Here’s some of my highlights and what I’ll miss the most from what has been the best trip I’ve ever been on…
Fresh juicy mangoes
This fruit is everywhere. Unlike at home the mangoes are lovely and juicy, full of flavour, even spicy to our mild British palate.
The brilliant night sky with the bright moon and sparkling stars
When darkness falls Africa is lit up by a blanket of dazzling stars. I’m convinced the night sky is darker here and the moon so much bigger and brighter. In Merti we were treated to a vast expanse of stars all around us with the occasional shooting star mesmerising our senses.
African hospitality and their laugh
One of our drivers Tobias said to us it was in some cases a weakness that Africans are so hospitable the productivity slides. For me it’s been a joy to meet so many people of different backgrounds who are united in generosity and love to all visitors. Some communities trekked for hours in the heat just to spend a few minutes with us.

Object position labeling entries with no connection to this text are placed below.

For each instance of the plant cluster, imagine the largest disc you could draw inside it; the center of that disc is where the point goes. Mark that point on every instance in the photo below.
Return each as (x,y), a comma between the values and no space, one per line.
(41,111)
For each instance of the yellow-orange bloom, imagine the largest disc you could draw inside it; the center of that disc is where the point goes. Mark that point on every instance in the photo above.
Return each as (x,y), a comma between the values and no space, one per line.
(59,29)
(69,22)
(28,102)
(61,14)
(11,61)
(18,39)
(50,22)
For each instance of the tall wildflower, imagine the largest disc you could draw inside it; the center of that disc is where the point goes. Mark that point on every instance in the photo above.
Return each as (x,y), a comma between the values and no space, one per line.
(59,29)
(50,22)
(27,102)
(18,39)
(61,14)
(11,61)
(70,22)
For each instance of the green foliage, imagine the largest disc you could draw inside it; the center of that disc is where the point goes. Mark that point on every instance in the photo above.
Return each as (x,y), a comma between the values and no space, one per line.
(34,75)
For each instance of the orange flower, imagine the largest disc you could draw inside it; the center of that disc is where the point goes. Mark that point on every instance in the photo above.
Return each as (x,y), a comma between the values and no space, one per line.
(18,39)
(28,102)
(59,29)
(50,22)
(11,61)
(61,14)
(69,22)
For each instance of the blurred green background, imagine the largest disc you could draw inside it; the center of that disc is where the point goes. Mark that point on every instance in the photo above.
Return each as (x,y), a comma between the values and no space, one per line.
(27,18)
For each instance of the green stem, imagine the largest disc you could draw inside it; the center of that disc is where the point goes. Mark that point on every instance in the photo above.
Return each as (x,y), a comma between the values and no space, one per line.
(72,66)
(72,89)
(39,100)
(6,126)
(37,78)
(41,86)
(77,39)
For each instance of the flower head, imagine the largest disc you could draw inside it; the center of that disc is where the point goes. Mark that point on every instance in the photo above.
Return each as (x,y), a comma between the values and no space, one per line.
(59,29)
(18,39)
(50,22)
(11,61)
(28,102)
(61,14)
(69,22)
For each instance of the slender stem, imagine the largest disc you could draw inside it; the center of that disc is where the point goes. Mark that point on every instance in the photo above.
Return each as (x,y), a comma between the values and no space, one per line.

The African laugh is also so deep and hearty. Sr Josephine in particular has an infectious laugh that comes from deep within her. African culture at its best.

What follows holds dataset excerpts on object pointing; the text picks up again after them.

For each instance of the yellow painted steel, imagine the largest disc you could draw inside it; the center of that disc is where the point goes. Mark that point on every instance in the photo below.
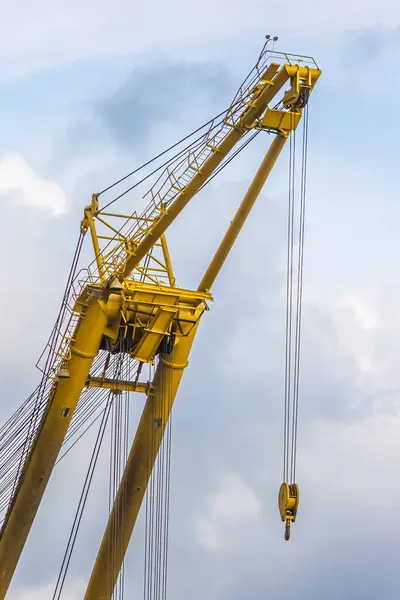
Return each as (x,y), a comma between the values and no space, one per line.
(262,96)
(138,468)
(288,502)
(50,436)
(118,385)
(242,213)
(153,313)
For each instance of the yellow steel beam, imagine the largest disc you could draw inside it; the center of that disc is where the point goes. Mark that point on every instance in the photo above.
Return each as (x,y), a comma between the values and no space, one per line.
(50,436)
(242,213)
(138,468)
(247,121)
(89,212)
(167,259)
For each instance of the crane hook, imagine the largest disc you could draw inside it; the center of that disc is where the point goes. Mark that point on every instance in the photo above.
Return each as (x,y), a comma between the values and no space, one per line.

African food (and their appetite)
I’m right at home when it comes to delicious food and plentiful portions. Kenyans aren’t shy in piling their plates with mountains of food, demolishing it, and going back for more. We’ve all enjoyed sukumawiki, ugali and those juicy mangoes.

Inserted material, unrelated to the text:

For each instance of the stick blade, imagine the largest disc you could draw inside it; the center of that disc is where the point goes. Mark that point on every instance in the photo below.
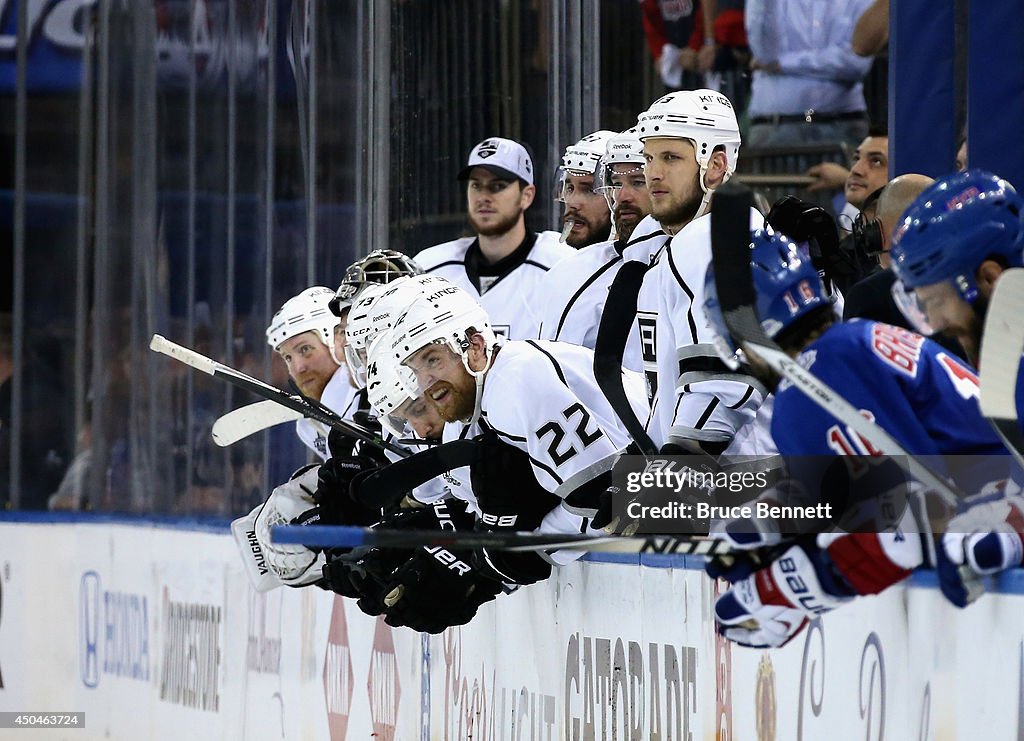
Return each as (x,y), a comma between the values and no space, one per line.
(1001,347)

Karen (the Sisters and the Sacred Heart Convent)
The Sacred Heart convent now feels like our spiritual home which says it all. It’s been our sanctuary in the midst of so many different experiences. It has allowed us space to reflect and pray in peaceful surroundings. And the Sisters have been so welcoming and helpful providing us with all we needed and nice ‘home – y’ touches like a bowl of fruit after our week in Kitui.
Whether it’s a small tortoise crossing the road or coming face to face with the King of the Jungle we’ve been privileged to see Kenya’s amazing animals. The elegant giraffes and striking zebras were truly stunning. But to be up close and personal with a mighty lion was an awesome experience and one I’ll never forget.
All the children we’ve met have been so inquisitive and excitable about seeing the mzungu. They have a definite stock phrase to greet us Brits. “‘Ello!‘Ow are you?” said in the most adorable accent. The school children in particular were a joy to work with and so enthusiastic to learn.
Mass and Fr Paul
We’ve all been overwhelmed by the stunning celebration of Mass in Kenya. It’s so vibrant, colourful and always jam packed with people. The singing, the dancing – it’s been an amazing experience. Fr Paul is also a fantastic, charismatic priest who has a real affinity with the congregation. His smile could lighten even the darkest place and his homily’s have everyone hanging on each word.
The sounds of the birds in the morning
There’s something profoundly beautiful yet simple about getting up early here. As the sun begins to rise effortlessly once more there’s a lovely moment of stillness in the cool freshness of the morning. Add to this the bird song and it’s a heavenly scene. So many varieties of birds chirping and tweeting in different tones and pitches – it’s really quite melodic and therapeutic to listen to.
The different smells from the trip
The onions growing in the fields gave off a delicious aroma. Then there’s the sizzling goat choma compared to the freshness of the morning air. Our nostrils have been treated to many new and exciting smells.